Measurement of plasma lipid profile

Cholesterol and triglyceride (TG) levels of lipoproteins in plasma were measured by gel-permeation high-performance liquid chromatography (GP-HPLC, LipoSEARCH) (Toshima et al. 2013). In detail, cholesterol and triglyceride (TG) levels were determined by their component peak analyses on the basis of lipoprotein particle sizes with the Gaussian curve fitting technique, and the particle sizes of each lipoprotein were calculated by their retention times on a chromatogram.

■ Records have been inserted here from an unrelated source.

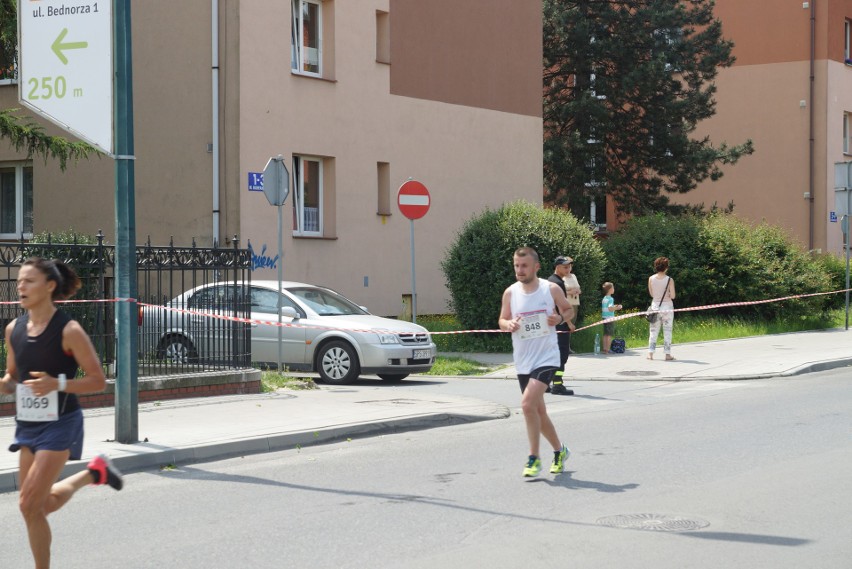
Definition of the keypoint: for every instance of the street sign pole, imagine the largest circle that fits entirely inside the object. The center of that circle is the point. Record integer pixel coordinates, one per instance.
(848, 211)
(126, 381)
(413, 200)
(843, 183)
(413, 279)
(276, 187)
(280, 278)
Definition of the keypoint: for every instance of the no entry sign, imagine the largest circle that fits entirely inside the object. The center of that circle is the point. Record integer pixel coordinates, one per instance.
(413, 199)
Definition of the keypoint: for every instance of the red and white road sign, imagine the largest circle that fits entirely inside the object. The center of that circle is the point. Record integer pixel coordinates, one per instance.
(413, 199)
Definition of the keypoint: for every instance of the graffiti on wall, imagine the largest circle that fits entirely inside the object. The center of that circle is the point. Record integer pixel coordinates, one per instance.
(262, 261)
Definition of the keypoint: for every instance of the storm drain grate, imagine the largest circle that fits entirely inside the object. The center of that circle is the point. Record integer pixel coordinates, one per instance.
(653, 522)
(638, 373)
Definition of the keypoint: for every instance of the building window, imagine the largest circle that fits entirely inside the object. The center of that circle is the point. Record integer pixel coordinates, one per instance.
(382, 37)
(307, 196)
(16, 201)
(306, 40)
(383, 175)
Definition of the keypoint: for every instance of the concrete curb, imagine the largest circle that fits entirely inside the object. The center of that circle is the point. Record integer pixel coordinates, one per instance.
(275, 442)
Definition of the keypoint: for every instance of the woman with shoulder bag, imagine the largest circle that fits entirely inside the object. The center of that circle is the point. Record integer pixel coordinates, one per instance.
(662, 291)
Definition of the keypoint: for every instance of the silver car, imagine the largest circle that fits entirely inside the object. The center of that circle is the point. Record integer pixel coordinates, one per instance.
(322, 331)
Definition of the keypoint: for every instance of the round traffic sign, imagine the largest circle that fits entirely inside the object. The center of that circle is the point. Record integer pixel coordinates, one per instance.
(413, 199)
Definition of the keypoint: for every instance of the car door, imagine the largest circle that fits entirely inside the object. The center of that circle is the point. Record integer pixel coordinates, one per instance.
(264, 337)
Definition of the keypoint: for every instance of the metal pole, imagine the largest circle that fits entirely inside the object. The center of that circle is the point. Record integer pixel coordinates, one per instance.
(848, 211)
(280, 269)
(413, 279)
(126, 384)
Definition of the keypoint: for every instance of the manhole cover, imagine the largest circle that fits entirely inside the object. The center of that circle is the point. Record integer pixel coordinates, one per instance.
(653, 522)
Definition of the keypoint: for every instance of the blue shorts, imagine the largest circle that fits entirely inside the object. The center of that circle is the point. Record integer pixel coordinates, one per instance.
(543, 374)
(66, 433)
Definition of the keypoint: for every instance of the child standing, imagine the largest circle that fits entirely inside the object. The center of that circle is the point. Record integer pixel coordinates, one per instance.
(608, 308)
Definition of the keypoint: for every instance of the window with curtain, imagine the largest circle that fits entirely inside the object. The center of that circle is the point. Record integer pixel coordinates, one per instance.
(307, 196)
(306, 37)
(16, 201)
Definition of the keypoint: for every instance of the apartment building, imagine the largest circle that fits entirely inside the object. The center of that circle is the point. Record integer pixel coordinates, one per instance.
(358, 96)
(790, 91)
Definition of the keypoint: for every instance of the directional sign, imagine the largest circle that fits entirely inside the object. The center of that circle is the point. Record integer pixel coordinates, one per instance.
(413, 199)
(65, 66)
(255, 181)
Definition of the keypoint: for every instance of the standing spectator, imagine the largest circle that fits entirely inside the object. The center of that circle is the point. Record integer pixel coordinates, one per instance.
(531, 308)
(662, 291)
(608, 308)
(563, 331)
(572, 290)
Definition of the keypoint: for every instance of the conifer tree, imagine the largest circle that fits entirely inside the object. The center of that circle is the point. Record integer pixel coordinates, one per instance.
(625, 85)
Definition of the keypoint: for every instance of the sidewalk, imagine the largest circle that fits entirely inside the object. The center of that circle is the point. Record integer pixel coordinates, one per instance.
(188, 430)
(779, 355)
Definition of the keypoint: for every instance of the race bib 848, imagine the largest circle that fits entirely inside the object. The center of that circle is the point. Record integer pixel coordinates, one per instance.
(533, 325)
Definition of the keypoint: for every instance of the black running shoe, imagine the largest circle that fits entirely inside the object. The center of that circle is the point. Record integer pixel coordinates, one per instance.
(104, 472)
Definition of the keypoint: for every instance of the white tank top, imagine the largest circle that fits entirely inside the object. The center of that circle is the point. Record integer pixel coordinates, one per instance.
(535, 344)
(658, 287)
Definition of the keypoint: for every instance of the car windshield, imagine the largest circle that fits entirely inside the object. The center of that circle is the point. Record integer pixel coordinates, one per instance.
(325, 302)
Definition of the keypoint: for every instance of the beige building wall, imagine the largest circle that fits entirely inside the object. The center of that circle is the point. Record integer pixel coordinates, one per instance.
(448, 94)
(766, 96)
(172, 127)
(469, 158)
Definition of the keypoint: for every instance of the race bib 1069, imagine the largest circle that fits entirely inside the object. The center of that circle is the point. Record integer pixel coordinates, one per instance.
(533, 325)
(28, 407)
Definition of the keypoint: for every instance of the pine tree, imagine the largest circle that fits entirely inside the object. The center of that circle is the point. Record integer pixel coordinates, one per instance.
(625, 85)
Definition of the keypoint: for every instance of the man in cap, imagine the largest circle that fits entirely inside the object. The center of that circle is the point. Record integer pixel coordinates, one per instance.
(561, 268)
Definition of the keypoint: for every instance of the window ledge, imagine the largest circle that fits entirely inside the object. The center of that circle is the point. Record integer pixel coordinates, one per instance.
(316, 77)
(319, 237)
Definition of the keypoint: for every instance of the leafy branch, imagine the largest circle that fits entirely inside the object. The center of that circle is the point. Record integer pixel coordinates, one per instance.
(29, 136)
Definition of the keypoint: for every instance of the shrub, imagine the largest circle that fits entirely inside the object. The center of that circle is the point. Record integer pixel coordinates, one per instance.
(718, 259)
(478, 264)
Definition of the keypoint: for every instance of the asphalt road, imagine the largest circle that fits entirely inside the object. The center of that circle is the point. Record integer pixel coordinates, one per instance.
(752, 474)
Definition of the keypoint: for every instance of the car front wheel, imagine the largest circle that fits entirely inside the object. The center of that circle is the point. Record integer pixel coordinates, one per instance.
(338, 363)
(178, 350)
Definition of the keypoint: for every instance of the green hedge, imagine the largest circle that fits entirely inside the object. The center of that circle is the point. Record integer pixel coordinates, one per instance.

Enzyme-linked immunosorbent assay

Plasma level of IL-6 in mice was assayed using a commercially available quantikine ELISA kit (R&D systems) according to the manufacturer’s instructions. All techniques and materials in this analysis were used in accordance with the manufacturer’s protocol. Optical density was quantified on a micro-plate-reader (Bio-Rad Laboratories). Plasma level of testosterone was measured using a kit with an EIA assay buffer (IBL, Gunma, Japan). All techniques and materials in this analysis were used in accordance with the manufacturer’s protocol. Optical density was quantified on a micro-plate-reader (Bio-Rad Laboratories). The minimum detectable concentration of total testosterone was 0.17 pg/mL.

Statistical analyses

All data are presented as mean ± s.e.m. The statistical significance of differences between two groups was determined by Mann–Whitney test for non-parametric data after testing for normality by F-test analysis. For data containing multiple time points, two group comparisons at the same time point were performed. When comparing multiple groups, data were analyzed by Kruskal–Wallis non-parametric one-way ANOVA with Tukey’s post hoc test. All data were analyzed using Prism 6.0 (GraphPad Software, Inc.). A P value of less than 0.05 was considered significant.

Results

AAA formation is exacerbated in castrated mice

We initially found that castrated mice manifested a phenotype of exacerbated aortic aneurysm, compared with sham-operated mice, when subjected to AngII infusion with local application of calcium chloride (CaCl2) (Fig. 1A). Aortic diameter was significantly enhanced in AAA-induced mice with castration (Fig. 1B). Histological findings also showed enlargement of the aortic lumen with fibrotic tissue deposition (Fig. 1C), implying that androgen deficiency by castration promotes the formation of AAA in wild-type mice.

Figure 1
Figure 1

Enhanced aortic abdominal aneurysm (AAA) formation in castrated mice. (A) Representative whole aorta induced by 4 weeks of AngII infusion with CaCl2 application in sham-operated (n = 7) and castrated (n = 8) mice. Arrowheads (white) indicate renal artery. (B) Quantification of infrarenal aortic diameter in sham and AAA-induced mice with or without castration (n = 3–5 per group). All values are presented as mean ± s.e.m. *P < 0.05, one-way ANOVA with Tukey’s post hoc test. (C) Histopathological analysis of infrarenal aorta (EVG). Scale bar, 100 µm. Arrowheads (black) indicate internal elastic lamina. A full colour version of this figure is available at https://doi.org/10.1530/JOE-18-0646.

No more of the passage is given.